Namun, tetap saja saya tidak menyesal telah membeli tasbih ini. Karena dari sekian banyak tasbih yang saya miliki, tasbih ini paling mengilat, keras, dan mengeluarkan suara gemericik khas seperti benturan batu akik. Sangat nyaman untuk dipakai dan digerakkan oleh jemari,
Kalaupun ingin memiliki tasbih dengan kriteria mengilat, keras, dan terdapat sensasi suara gemericik ini, tentu bahan penggantinya yang tepat adalah batu akik. Sedangkan butiran batu akiknya, jika harga minimal per butir 10 ribu—tentu setidaknya saya keluar biaya 1 juta rupiah untuk tasbih 99 butir.

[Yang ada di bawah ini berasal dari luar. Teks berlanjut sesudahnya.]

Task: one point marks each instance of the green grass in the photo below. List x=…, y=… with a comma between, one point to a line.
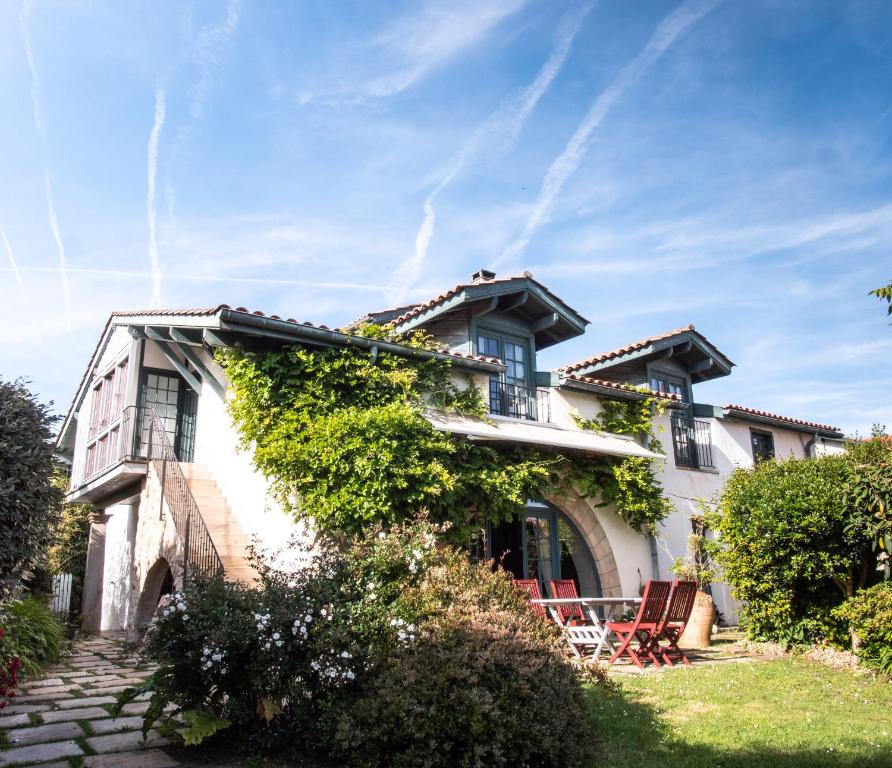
x=785, y=713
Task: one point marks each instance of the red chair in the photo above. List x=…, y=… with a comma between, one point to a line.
x=566, y=589
x=534, y=592
x=681, y=604
x=644, y=627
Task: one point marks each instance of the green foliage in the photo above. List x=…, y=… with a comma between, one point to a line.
x=885, y=293
x=698, y=563
x=869, y=615
x=800, y=536
x=200, y=724
x=630, y=484
x=384, y=649
x=28, y=498
x=32, y=634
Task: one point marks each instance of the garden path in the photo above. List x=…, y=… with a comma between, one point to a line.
x=63, y=719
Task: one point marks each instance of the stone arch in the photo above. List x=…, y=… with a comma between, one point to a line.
x=583, y=516
x=159, y=581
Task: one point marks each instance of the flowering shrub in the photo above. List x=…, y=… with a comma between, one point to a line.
x=387, y=650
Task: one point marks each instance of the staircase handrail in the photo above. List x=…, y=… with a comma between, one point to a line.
x=199, y=551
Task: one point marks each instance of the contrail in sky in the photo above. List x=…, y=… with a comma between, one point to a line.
x=21, y=283
x=665, y=35
x=206, y=55
x=500, y=130
x=151, y=212
x=41, y=132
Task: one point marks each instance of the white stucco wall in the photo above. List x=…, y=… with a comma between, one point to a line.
x=120, y=536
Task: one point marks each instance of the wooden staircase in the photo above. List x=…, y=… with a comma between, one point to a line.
x=228, y=536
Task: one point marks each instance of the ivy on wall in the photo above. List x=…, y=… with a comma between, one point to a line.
x=341, y=435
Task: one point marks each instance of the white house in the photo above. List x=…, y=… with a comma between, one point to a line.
x=173, y=491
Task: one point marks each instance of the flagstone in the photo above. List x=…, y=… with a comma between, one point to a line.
x=14, y=721
x=61, y=715
x=19, y=709
x=116, y=725
x=125, y=742
x=86, y=701
x=40, y=734
x=149, y=758
x=40, y=753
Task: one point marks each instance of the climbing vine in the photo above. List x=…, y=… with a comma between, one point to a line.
x=631, y=484
x=341, y=435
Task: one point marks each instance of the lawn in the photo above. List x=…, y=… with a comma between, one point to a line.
x=782, y=713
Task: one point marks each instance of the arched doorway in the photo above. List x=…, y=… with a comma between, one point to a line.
x=159, y=582
x=545, y=544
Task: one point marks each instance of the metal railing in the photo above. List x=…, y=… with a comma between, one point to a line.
x=199, y=553
x=519, y=402
x=117, y=442
x=692, y=442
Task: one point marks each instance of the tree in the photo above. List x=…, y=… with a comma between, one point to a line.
x=29, y=500
x=885, y=293
x=800, y=536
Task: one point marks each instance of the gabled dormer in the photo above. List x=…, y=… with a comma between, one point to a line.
x=670, y=362
x=509, y=318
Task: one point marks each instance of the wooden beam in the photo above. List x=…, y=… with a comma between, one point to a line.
x=546, y=322
x=703, y=365
x=181, y=337
x=485, y=308
x=518, y=302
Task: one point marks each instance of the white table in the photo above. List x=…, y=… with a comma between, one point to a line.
x=595, y=635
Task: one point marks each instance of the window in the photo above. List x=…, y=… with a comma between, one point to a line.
x=668, y=385
x=763, y=445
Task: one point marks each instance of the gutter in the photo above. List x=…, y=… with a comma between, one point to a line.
x=247, y=323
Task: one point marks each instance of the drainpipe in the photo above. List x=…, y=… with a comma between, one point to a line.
x=236, y=321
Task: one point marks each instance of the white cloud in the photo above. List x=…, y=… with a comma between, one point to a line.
x=151, y=212
x=497, y=134
x=565, y=165
x=411, y=47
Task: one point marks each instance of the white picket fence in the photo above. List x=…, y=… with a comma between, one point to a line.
x=60, y=603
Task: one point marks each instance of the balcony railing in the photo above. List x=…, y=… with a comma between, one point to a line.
x=118, y=442
x=519, y=402
x=692, y=442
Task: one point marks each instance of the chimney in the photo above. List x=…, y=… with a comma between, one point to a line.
x=482, y=275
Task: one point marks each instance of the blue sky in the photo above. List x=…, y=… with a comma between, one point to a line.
x=654, y=163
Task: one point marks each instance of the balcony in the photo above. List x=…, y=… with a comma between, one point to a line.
x=518, y=402
x=692, y=442
x=113, y=457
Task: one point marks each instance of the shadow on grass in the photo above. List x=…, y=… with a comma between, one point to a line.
x=631, y=733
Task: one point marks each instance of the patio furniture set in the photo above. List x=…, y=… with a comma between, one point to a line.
x=591, y=624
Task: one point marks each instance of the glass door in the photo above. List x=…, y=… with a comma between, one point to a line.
x=175, y=403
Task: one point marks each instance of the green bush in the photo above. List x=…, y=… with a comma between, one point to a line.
x=385, y=650
x=29, y=499
x=32, y=634
x=869, y=614
x=798, y=537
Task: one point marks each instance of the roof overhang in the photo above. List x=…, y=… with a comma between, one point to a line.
x=223, y=327
x=552, y=320
x=782, y=422
x=532, y=433
x=701, y=359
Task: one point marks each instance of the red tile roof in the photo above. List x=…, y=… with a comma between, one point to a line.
x=621, y=387
x=777, y=417
x=634, y=346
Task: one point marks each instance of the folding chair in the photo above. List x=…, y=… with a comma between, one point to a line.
x=644, y=626
x=681, y=604
x=533, y=592
x=566, y=589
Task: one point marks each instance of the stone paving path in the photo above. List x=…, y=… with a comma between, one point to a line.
x=63, y=720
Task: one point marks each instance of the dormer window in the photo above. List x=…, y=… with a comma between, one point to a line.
x=668, y=385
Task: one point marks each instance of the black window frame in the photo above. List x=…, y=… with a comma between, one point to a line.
x=758, y=434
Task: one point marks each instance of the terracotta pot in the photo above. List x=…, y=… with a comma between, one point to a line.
x=698, y=632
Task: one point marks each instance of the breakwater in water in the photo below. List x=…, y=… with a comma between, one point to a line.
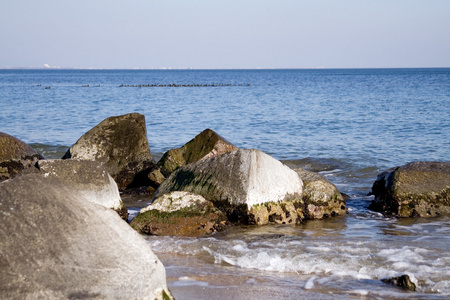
x=348, y=125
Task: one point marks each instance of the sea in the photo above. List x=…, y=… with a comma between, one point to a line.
x=347, y=124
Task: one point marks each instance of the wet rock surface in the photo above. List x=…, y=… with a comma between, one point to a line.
x=322, y=198
x=401, y=281
x=207, y=144
x=236, y=181
x=56, y=244
x=120, y=144
x=181, y=214
x=15, y=156
x=417, y=189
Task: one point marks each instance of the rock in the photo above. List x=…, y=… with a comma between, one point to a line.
x=55, y=244
x=181, y=214
x=89, y=179
x=417, y=189
x=322, y=198
x=207, y=144
x=120, y=143
x=402, y=281
x=249, y=186
x=15, y=156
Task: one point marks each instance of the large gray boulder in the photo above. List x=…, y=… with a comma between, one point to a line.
x=56, y=244
x=15, y=156
x=417, y=189
x=322, y=198
x=248, y=185
x=88, y=178
x=207, y=144
x=120, y=144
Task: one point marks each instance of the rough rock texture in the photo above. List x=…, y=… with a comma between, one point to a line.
x=55, y=244
x=239, y=180
x=120, y=143
x=179, y=213
x=417, y=189
x=15, y=156
x=322, y=198
x=207, y=144
x=89, y=178
x=401, y=281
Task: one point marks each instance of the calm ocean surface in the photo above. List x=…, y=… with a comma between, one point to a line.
x=347, y=124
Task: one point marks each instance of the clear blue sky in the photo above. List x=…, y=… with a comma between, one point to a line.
x=225, y=33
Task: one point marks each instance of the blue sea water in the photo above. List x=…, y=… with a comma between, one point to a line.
x=347, y=124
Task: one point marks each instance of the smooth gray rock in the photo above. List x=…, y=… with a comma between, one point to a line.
x=55, y=244
x=206, y=144
x=15, y=156
x=417, y=189
x=120, y=144
x=241, y=182
x=88, y=178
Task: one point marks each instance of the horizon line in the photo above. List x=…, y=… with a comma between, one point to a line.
x=190, y=68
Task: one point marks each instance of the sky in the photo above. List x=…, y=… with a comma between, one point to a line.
x=224, y=34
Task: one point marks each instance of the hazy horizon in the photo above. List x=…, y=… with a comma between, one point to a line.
x=199, y=34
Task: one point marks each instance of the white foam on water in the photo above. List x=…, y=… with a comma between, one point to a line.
x=310, y=283
x=327, y=258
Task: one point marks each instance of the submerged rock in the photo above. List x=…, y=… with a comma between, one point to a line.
x=402, y=281
x=89, y=178
x=322, y=198
x=56, y=244
x=207, y=144
x=417, y=189
x=15, y=156
x=120, y=144
x=179, y=213
x=248, y=185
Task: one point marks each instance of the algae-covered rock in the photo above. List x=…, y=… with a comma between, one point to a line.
x=401, y=281
x=181, y=214
x=322, y=198
x=15, y=156
x=120, y=144
x=88, y=178
x=56, y=244
x=417, y=189
x=207, y=144
x=239, y=183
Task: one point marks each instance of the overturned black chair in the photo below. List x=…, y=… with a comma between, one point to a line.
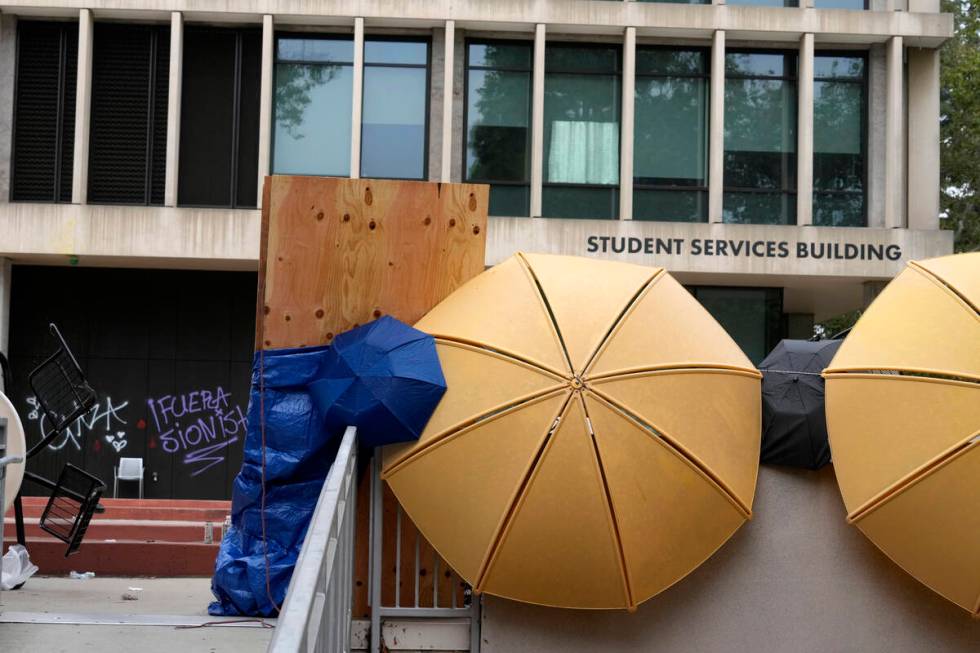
x=63, y=395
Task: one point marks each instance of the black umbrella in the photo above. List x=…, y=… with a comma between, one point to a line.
x=794, y=428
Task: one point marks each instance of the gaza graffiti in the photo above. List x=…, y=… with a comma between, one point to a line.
x=201, y=425
x=105, y=419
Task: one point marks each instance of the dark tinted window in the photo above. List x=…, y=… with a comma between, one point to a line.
x=498, y=123
x=219, y=119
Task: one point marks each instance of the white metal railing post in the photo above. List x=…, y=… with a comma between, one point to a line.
x=316, y=615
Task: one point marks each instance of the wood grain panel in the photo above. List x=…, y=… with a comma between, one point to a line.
x=338, y=253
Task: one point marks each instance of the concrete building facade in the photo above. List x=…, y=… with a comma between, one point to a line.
x=780, y=158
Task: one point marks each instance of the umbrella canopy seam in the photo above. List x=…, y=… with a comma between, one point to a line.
x=505, y=524
x=617, y=531
x=506, y=353
x=641, y=291
x=686, y=368
x=543, y=298
x=461, y=427
x=946, y=285
x=680, y=451
x=904, y=373
x=661, y=274
x=913, y=478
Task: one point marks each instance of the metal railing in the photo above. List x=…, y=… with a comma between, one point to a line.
x=316, y=615
x=465, y=608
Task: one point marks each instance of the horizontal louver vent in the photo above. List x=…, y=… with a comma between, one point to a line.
x=44, y=114
x=128, y=141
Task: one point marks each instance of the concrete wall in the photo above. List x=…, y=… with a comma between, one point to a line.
x=795, y=579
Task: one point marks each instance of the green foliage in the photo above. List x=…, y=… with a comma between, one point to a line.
x=960, y=125
x=833, y=326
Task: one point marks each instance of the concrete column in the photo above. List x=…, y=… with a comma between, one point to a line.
x=83, y=103
x=173, y=107
x=894, y=136
x=265, y=101
x=355, y=121
x=716, y=128
x=537, y=122
x=628, y=126
x=447, y=102
x=923, y=130
x=5, y=283
x=804, y=134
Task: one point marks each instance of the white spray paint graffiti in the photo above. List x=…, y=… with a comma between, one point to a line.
x=104, y=416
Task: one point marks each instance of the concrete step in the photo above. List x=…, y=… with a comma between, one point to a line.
x=146, y=530
x=122, y=557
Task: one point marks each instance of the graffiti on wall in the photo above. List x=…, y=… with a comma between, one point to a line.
x=199, y=426
x=104, y=421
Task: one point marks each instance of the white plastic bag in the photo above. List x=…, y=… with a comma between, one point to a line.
x=17, y=567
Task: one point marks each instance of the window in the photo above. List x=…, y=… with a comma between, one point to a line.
x=395, y=109
x=760, y=137
x=128, y=140
x=839, y=140
x=581, y=131
x=498, y=119
x=670, y=142
x=44, y=113
x=765, y=3
x=840, y=4
x=219, y=117
x=751, y=316
x=313, y=103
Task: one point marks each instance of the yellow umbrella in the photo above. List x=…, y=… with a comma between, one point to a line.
x=903, y=414
x=599, y=438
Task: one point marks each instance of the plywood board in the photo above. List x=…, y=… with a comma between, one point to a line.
x=337, y=253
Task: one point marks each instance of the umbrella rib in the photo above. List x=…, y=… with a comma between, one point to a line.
x=679, y=450
x=932, y=276
x=505, y=524
x=473, y=422
x=682, y=368
x=504, y=353
x=627, y=310
x=547, y=307
x=920, y=473
x=624, y=569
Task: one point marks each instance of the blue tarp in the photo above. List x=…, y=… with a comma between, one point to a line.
x=384, y=378
x=299, y=452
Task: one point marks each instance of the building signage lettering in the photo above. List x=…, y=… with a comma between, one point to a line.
x=743, y=248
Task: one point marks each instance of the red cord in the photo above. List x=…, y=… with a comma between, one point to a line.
x=265, y=544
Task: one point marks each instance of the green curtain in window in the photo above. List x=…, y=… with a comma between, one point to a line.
x=583, y=152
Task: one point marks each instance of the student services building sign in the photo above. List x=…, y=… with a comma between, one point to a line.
x=722, y=248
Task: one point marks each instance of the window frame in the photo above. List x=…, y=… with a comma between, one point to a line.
x=406, y=38
x=705, y=52
x=795, y=78
x=467, y=67
x=617, y=73
x=240, y=33
x=308, y=36
x=865, y=115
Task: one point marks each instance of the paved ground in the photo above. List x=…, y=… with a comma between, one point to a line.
x=94, y=617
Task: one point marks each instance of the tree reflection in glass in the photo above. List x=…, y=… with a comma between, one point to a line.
x=312, y=106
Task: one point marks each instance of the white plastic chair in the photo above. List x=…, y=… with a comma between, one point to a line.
x=129, y=469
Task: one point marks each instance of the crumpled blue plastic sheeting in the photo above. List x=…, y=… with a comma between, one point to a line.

Apalagi, dengan kesadaran dan dugaan bahwa tasbih saya hanyalah terbuat dari bahan tempurung kelapa arab—setidaknya saya terhindar dari jebakan syirik. Serta kembali ke fungsi utamanya sebagai alat penghitung dan pemancing untuk terus ber-dzikir.
Maklum masih pemula, belum bisa dzikir otomatis tanpa alat dan hanya bermodal jemari seperti ustadz-ustadz atau kyai yang sudah makrifat.